Our training focuses on the entire methodology of the detection engineering cycle. We guide participants in defining a scope, researching the relevant (sub-)techniques, building the detection analytic, investigating which logs can be utilized, and validating the resilience of the analytic against evasion. Maintenance, testing and improvement is part of proper engineering as well as documentation. What to do when an alert triggers is as important to describe as what you are trying to detect in the first place.
Interactive training
The training is highly interactive and retains a good balance between theory and a lot of hands-on exercises, in which the students execute all attacks themselves in a dedicated lab environment.
These exercises are extensively documented in our lab guide and provide the option to get hints and (partial) solutions where needed. This allows the students to get familiar with the detection engineering methodology and prepare them to start implementing this practice at their organizations.

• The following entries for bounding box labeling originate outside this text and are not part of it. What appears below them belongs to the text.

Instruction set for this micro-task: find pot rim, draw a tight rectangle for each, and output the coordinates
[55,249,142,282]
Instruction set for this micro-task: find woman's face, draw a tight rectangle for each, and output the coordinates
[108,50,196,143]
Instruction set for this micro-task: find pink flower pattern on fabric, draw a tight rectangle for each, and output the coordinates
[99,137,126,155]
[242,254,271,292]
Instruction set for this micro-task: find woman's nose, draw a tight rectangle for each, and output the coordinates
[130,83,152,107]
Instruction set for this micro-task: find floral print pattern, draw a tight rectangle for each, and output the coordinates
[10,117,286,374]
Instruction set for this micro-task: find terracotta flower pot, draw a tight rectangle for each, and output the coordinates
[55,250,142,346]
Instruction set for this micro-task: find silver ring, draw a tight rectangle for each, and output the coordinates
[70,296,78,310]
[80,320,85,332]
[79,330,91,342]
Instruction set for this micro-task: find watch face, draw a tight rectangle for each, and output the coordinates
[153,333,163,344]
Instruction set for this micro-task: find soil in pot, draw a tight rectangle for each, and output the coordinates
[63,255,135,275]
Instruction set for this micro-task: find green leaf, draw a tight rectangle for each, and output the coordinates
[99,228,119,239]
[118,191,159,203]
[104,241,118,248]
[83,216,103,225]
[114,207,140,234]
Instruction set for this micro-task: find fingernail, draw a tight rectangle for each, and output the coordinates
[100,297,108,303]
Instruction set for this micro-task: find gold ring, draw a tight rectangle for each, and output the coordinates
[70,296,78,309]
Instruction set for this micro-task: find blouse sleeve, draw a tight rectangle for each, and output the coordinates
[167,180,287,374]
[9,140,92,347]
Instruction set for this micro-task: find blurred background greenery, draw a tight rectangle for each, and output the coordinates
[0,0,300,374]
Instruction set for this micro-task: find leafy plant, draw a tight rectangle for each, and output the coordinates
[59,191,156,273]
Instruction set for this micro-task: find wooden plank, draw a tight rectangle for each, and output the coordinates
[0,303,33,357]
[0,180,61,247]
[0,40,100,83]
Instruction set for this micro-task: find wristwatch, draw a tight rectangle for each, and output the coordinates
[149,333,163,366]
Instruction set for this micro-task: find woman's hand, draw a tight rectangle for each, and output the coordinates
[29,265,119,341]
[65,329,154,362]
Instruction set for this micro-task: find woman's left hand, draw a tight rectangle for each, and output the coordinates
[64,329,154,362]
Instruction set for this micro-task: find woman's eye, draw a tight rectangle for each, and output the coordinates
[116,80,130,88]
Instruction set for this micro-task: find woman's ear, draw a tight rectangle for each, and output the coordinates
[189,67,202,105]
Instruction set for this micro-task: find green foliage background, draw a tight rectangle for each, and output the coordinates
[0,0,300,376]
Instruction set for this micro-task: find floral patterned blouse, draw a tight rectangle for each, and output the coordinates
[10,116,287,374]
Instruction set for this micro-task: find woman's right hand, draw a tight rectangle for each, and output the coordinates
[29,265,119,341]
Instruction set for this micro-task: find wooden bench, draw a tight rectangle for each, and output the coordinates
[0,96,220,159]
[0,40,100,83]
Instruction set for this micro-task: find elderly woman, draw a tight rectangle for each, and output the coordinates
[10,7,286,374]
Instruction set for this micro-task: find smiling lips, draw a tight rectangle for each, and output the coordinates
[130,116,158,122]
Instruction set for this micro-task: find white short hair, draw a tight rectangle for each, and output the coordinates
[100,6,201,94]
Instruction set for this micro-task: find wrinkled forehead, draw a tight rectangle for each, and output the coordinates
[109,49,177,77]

In the training we mix theory, discussion and lots of hands-on exercises in our training lab. Students will receive:
- Reference materials.
- Training slides.
- Step-by-step digital lab guide.
- Access to their own lab environment.
- All tools and scripts used in the training.

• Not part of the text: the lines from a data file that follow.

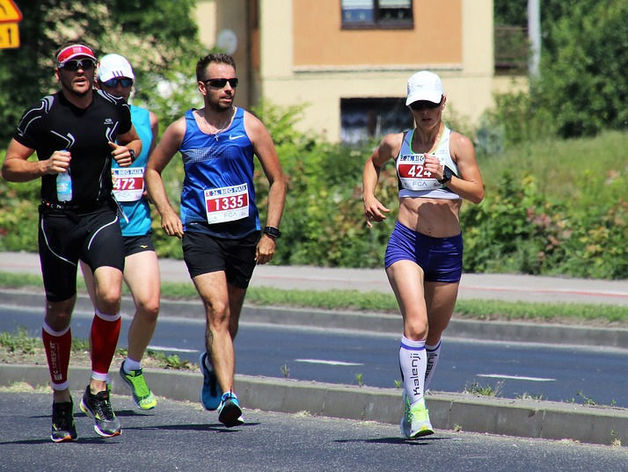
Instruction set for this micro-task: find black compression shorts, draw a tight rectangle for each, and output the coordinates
[39,205,124,302]
[183,231,259,288]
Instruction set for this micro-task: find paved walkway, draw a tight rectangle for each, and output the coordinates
[0,252,628,305]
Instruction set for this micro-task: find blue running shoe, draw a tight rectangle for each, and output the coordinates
[200,352,222,411]
[218,392,244,428]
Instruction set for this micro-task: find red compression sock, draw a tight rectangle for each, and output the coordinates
[90,313,122,375]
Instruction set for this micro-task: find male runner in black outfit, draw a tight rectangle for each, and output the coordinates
[2,43,142,442]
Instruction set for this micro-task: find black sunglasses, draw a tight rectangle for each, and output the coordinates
[203,77,238,88]
[410,99,443,111]
[59,59,96,72]
[102,77,133,88]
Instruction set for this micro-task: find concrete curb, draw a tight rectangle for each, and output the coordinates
[0,289,628,349]
[0,364,628,444]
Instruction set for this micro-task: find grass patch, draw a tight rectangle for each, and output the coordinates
[0,272,628,325]
[0,327,198,370]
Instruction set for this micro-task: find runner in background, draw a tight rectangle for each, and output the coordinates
[81,54,160,410]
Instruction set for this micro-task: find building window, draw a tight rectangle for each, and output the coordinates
[340,0,413,29]
[340,98,414,144]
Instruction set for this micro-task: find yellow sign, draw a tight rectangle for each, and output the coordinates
[0,0,22,23]
[0,23,20,49]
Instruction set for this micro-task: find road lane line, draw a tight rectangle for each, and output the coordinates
[147,345,200,353]
[294,359,364,367]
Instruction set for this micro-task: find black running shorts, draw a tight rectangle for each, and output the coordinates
[183,231,259,288]
[38,206,124,302]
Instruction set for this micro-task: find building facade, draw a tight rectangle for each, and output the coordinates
[197,0,520,142]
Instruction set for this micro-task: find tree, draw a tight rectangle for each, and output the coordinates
[0,0,202,147]
[533,0,628,137]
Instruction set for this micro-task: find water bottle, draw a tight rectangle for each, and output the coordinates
[57,149,72,202]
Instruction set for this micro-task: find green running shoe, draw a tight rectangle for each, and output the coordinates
[50,399,76,442]
[120,362,157,410]
[400,392,434,439]
[81,385,121,438]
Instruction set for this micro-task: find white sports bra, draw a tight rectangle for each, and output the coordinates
[395,127,460,200]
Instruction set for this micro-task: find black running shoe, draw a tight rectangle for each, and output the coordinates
[50,399,76,442]
[218,392,244,428]
[81,385,121,438]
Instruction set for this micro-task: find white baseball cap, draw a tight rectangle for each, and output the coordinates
[406,70,445,105]
[98,54,135,82]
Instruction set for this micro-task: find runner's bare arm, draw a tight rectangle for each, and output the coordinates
[244,112,286,264]
[2,139,70,182]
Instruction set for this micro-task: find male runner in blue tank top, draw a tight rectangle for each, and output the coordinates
[362,71,484,439]
[145,54,286,427]
[81,54,161,410]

The following topics will be covered in the training:
Detection Engineering Methodology
- Introduction
- Detection Engineering principles
- Testing, Maintenance and Improvement
- Automation
Endpoint
- Initial Access
- Command and Control use and detection
- Credential Dumping
- Lateral Movement
Active Directory and server-side attacks
- Kerberos attacks
- Active Directory Certificate Services (ADCS)
Cloud Infrastructure
- Microsoft Entra ID (f.k.a. Azure Active Directory) abuse and misconfigurations
- Azure KeyVault and Storage Accounts
- Azure Virtual Machine attacks
The training covers a full, realistic attacker scenario in an enterprise environment: from the endpoint, through the Active Directory and into the cloud environment.
FalconForce successfully facilitated this training at both well-known security conferences, such as Black Hat US, as well as at various private organizations in different sectors.